WEIGHT: 67 kg
Bust: SUPER
One HOUR:120$
NIGHT: +50$
Sex services: Ass licking, Games, Facials, Slave, Cross Dressing
And he continued raping me over the coming months until November. In the fifth month, he raped and hit me with the gun on the head and I fainted. These are the words taken from the testimony of Celestine , a Kenyan woman, sharing her traumatic experience when she worked as a migrant domestic worker in Saudi Arabia.
The sexual abuse Celestine experienced from one of her employers is just one of many inhumane and criminal treatment migrant workers can face in Saudi Arabia, especially women.

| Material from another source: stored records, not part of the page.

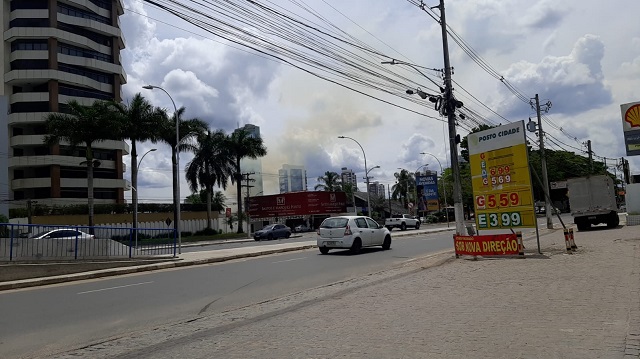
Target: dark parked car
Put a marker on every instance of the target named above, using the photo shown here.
(272, 231)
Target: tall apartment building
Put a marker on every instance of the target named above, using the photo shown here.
(348, 176)
(378, 189)
(292, 178)
(54, 52)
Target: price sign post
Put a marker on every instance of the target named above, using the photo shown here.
(501, 179)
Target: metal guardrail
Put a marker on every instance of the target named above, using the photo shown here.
(23, 242)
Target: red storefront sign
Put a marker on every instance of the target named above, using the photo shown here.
(488, 245)
(297, 204)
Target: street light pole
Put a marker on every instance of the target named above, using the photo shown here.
(176, 200)
(444, 187)
(367, 174)
(135, 203)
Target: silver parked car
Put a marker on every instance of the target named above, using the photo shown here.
(353, 233)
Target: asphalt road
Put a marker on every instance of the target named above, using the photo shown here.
(38, 322)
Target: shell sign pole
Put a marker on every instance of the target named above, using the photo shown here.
(501, 179)
(631, 127)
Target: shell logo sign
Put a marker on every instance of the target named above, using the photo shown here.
(631, 127)
(632, 115)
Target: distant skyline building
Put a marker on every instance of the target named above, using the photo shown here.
(54, 52)
(248, 165)
(348, 176)
(292, 178)
(377, 189)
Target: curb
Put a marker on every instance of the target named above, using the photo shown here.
(172, 263)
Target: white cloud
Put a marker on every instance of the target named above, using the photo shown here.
(564, 52)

Approximately one million women from Indonesia, the Philippines, Sri Lanka , and Kenya are working in Saudi Arabia, in many cases as domestic workers in private households. Testimony from migrant workers denounce the same kind of inhumane and ill-treatment, namely: exploitative labor conditions, unpaid salaries, denied benefits, intimidation , violence, and other sort of abuses.

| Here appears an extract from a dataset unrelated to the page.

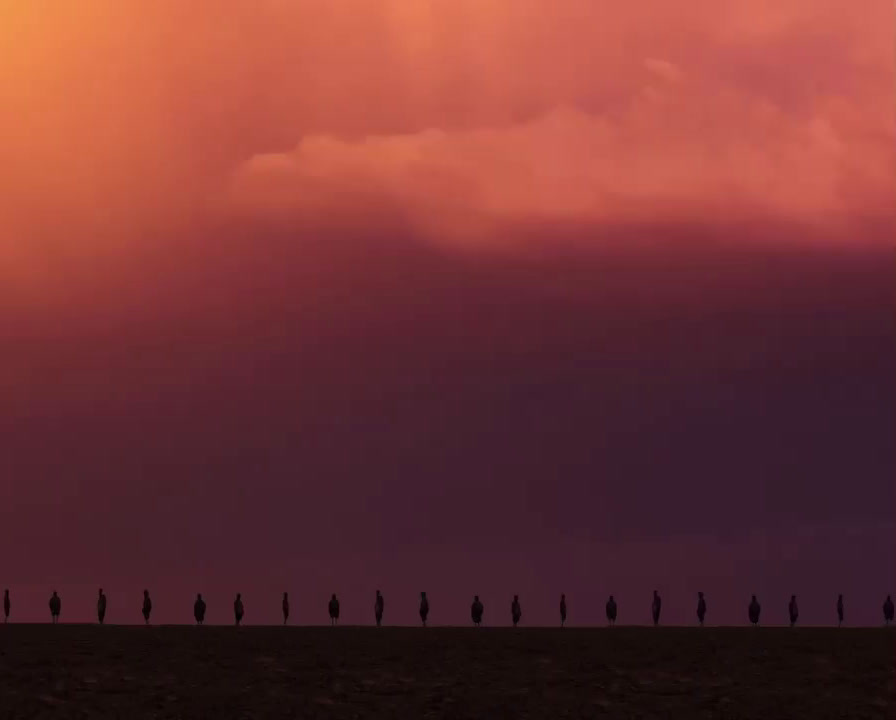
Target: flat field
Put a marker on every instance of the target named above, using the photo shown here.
(358, 672)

These abuses are happening in such significant numbers mainly because migrant workers have almost no protection under the regime of the kafala system. Many testimonies from women have reported that their living conditions clearly lacked appropriate security and privacy for them, like doors that were locked only from the outside, doors without locks, doors with locks but no keys, and rooms without windows.
A lot of these women also report situations of forced confinement imposed by their employers. One can easily imagine the deep insecurity an individual put in such conditions can feel.